Distracted by an unresolved migration crisis and talks on keeping Britain in the EU, eurozone leaders could be caught unprepared by a new storm on financial markets.
Global market turmoil since the start of the year has helped set warning lights flashing in eurozone sovereign bond markets.
In early February, the premium that investors charge to hold Portuguese, Spanish and Italian government debt rather than German bonds hit some of the highest levels since the eurozone crisis that peaked in 2011-2012.
European bank shares have been badly hit by concerns over their high stock of non-performing loans, new regulatory burdens and a squeeze on profits due to sub-zero official interest rates.

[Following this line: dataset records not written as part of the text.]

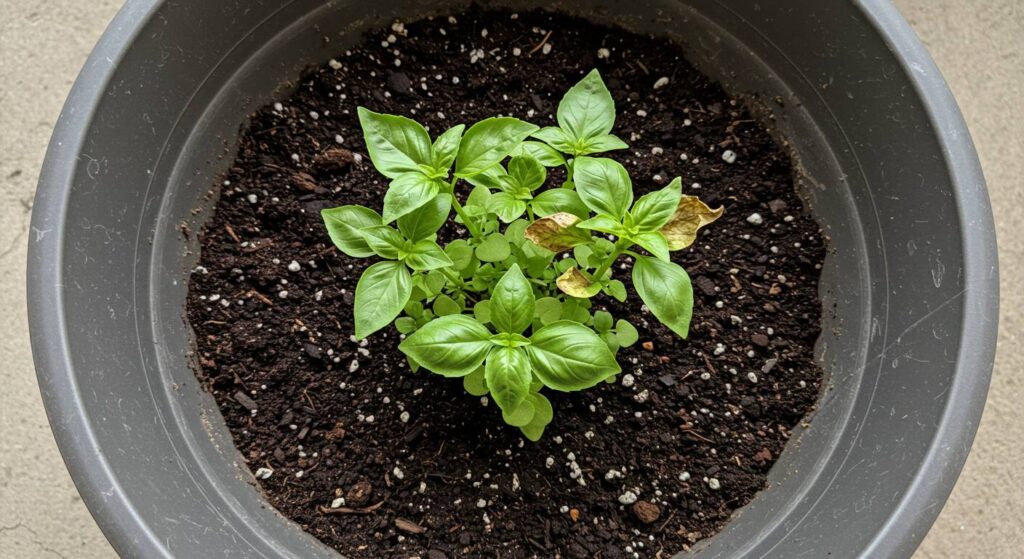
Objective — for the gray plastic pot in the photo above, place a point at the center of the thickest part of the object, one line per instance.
(909, 289)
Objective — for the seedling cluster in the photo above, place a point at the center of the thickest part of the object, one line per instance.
(499, 308)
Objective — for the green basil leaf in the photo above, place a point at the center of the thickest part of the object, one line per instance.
(557, 232)
(543, 414)
(614, 289)
(549, 157)
(427, 219)
(654, 243)
(527, 172)
(568, 356)
(426, 255)
(396, 144)
(508, 376)
(475, 383)
(556, 138)
(559, 200)
(461, 254)
(506, 207)
(404, 325)
(626, 333)
(381, 294)
(653, 210)
(409, 192)
(344, 225)
(445, 147)
(602, 223)
(512, 302)
(489, 141)
(603, 321)
(600, 144)
(482, 311)
(452, 346)
(666, 289)
(491, 178)
(587, 111)
(444, 305)
(548, 309)
(603, 185)
(384, 241)
(494, 249)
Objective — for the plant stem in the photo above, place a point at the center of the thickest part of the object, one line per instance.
(620, 249)
(473, 229)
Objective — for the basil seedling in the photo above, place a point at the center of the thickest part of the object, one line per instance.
(497, 308)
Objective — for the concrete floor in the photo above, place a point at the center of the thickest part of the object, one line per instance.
(979, 45)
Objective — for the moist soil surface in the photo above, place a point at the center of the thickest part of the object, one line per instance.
(377, 461)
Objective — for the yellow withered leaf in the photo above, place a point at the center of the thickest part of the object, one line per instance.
(557, 232)
(577, 285)
(691, 214)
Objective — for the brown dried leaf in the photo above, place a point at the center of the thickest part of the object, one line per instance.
(409, 526)
(691, 214)
(557, 232)
(573, 283)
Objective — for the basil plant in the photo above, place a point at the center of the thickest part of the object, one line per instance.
(496, 305)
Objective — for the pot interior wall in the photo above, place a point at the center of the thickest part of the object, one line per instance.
(871, 170)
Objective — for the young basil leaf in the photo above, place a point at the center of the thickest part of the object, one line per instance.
(556, 138)
(481, 311)
(521, 416)
(527, 172)
(426, 255)
(424, 221)
(396, 144)
(653, 210)
(409, 192)
(344, 225)
(461, 254)
(543, 414)
(568, 356)
(614, 289)
(506, 207)
(475, 383)
(452, 346)
(433, 283)
(600, 144)
(543, 153)
(602, 223)
(548, 310)
(494, 249)
(666, 289)
(444, 305)
(404, 325)
(654, 243)
(626, 333)
(512, 302)
(691, 214)
(574, 284)
(559, 200)
(587, 111)
(445, 147)
(557, 232)
(603, 185)
(382, 292)
(384, 241)
(489, 141)
(508, 374)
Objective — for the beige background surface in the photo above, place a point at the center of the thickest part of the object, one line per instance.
(978, 44)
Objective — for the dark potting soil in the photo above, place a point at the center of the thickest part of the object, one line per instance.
(380, 462)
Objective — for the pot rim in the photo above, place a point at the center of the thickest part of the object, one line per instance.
(114, 510)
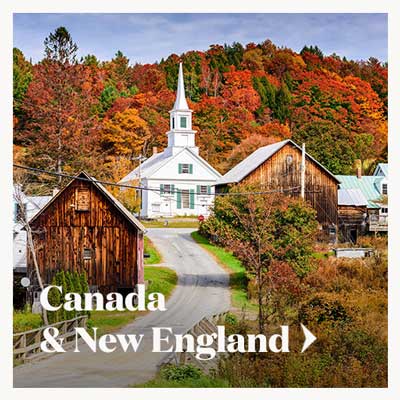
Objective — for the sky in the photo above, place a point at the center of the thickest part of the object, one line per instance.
(146, 38)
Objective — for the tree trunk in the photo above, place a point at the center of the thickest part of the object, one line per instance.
(35, 263)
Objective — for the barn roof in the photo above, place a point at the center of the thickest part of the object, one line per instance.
(351, 197)
(382, 169)
(118, 205)
(258, 157)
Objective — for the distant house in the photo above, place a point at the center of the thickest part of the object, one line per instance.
(84, 228)
(353, 214)
(372, 191)
(25, 208)
(177, 181)
(278, 167)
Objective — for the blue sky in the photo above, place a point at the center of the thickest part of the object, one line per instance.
(146, 38)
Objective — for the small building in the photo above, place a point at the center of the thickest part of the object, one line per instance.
(278, 167)
(84, 228)
(374, 189)
(176, 181)
(26, 207)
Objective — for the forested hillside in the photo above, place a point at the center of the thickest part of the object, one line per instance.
(75, 114)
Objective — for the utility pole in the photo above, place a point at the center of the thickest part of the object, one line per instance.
(303, 170)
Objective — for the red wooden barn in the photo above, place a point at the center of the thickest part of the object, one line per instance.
(85, 228)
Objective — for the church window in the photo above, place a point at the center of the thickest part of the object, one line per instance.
(203, 189)
(185, 168)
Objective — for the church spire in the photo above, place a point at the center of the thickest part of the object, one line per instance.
(180, 102)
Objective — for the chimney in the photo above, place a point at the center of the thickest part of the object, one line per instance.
(358, 169)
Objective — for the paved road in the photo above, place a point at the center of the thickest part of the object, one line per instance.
(202, 290)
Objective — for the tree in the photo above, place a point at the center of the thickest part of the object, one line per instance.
(59, 47)
(329, 144)
(264, 231)
(22, 77)
(60, 129)
(313, 50)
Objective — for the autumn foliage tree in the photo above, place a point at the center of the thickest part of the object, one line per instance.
(59, 130)
(272, 235)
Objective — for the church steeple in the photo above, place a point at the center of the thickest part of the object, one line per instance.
(181, 134)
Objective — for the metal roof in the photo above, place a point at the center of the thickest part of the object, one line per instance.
(255, 159)
(366, 184)
(351, 197)
(127, 214)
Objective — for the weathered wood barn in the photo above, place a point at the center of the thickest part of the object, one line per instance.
(84, 228)
(352, 210)
(278, 167)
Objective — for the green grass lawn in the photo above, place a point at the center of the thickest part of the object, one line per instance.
(188, 376)
(25, 321)
(149, 248)
(161, 279)
(238, 279)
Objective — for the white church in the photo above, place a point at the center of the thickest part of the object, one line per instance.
(176, 181)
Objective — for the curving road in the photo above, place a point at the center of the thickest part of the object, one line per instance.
(202, 290)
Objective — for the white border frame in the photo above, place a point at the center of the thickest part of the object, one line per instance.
(9, 7)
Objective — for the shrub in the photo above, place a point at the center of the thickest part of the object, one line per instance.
(180, 372)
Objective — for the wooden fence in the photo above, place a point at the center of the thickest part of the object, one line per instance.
(205, 326)
(26, 344)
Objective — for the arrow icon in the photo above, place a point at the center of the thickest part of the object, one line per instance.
(310, 338)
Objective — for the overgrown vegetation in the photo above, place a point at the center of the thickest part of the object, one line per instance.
(151, 250)
(172, 376)
(161, 279)
(98, 115)
(272, 235)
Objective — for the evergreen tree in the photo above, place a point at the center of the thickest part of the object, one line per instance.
(84, 286)
(60, 47)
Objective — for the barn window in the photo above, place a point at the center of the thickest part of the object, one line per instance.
(82, 200)
(203, 189)
(87, 254)
(289, 164)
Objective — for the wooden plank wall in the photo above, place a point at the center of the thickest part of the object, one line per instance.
(62, 233)
(321, 188)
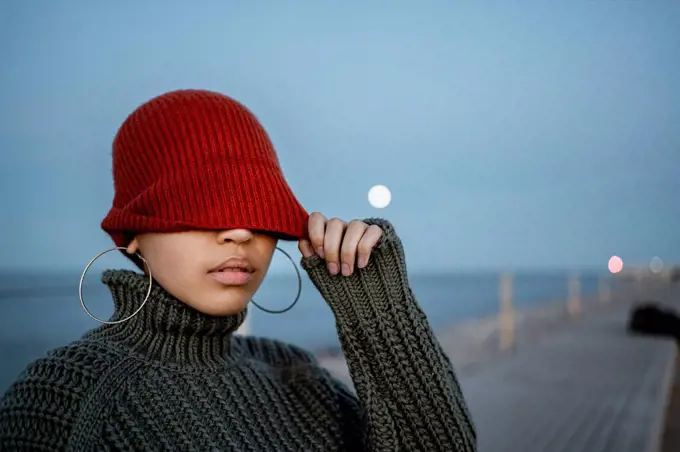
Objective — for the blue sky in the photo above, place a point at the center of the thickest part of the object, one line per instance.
(512, 134)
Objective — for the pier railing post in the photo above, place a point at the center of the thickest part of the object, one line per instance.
(574, 303)
(506, 315)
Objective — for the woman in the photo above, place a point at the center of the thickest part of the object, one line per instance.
(200, 203)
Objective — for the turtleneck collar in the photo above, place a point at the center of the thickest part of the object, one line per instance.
(165, 329)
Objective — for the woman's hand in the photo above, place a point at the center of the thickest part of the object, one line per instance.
(339, 243)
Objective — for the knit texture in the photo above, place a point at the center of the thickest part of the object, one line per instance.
(173, 379)
(196, 159)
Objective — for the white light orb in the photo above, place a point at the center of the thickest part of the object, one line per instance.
(379, 196)
(656, 264)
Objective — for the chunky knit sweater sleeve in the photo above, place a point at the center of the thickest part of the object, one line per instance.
(409, 396)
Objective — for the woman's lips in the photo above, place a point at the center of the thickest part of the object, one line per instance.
(232, 277)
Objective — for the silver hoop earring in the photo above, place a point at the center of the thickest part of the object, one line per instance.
(82, 278)
(281, 311)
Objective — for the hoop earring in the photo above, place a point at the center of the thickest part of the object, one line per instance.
(281, 311)
(82, 278)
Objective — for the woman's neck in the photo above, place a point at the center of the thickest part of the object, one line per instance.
(165, 329)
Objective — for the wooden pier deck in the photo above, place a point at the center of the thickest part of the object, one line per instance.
(581, 385)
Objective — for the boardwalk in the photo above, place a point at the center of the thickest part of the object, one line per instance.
(587, 388)
(578, 386)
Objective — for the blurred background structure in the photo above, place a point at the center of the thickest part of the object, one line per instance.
(531, 150)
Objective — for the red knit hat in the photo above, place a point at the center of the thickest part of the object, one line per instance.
(198, 160)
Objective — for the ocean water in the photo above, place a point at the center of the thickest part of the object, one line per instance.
(41, 312)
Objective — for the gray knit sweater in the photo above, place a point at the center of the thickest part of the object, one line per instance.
(173, 379)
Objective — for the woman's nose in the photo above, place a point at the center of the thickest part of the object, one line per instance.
(234, 235)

New EU banking regulations that force shareholders and bondholders to take first losses if a bank needs rescuing are further spooking the market, notably in Italy.
All this comes at a time when public resistance to further austerity has surged all over southern Europe, producing unstable results at the ballot box.
Furthermore, storm clouds are gathering above a slow eurozone economic recovery— growth is officially forecast to reach 1.9% this year versus around 1.6% in 2015.
Yet eurozone governments transfixed by differences over sharing out refugees, managing Europe’s porous borders and accommodating British demands for concessions on EU membership terms have a huge amount on their hands already.
At their most recent meeting, eurozone finance ministers said the latest market turmoil was no reason for concern at this stage.
The ECB has also come a long way since 2010. Markets expect the ECB to loosen monetary policy still further next month, but it’s not clear that such a move would bolster confidence in the banks.
However, worries about banks have been spreading to sovereign bonds in more vulnerable countries in a revival of the so-called “doom loop” EU reforms were meant to remove.
Pressure from eurozone hawks such as Germany and the Netherlands to either limit the amount of home-country debt that a bank may hold, or give national sovereign debt differential risk weightings on banks’ books have added to uncertainty.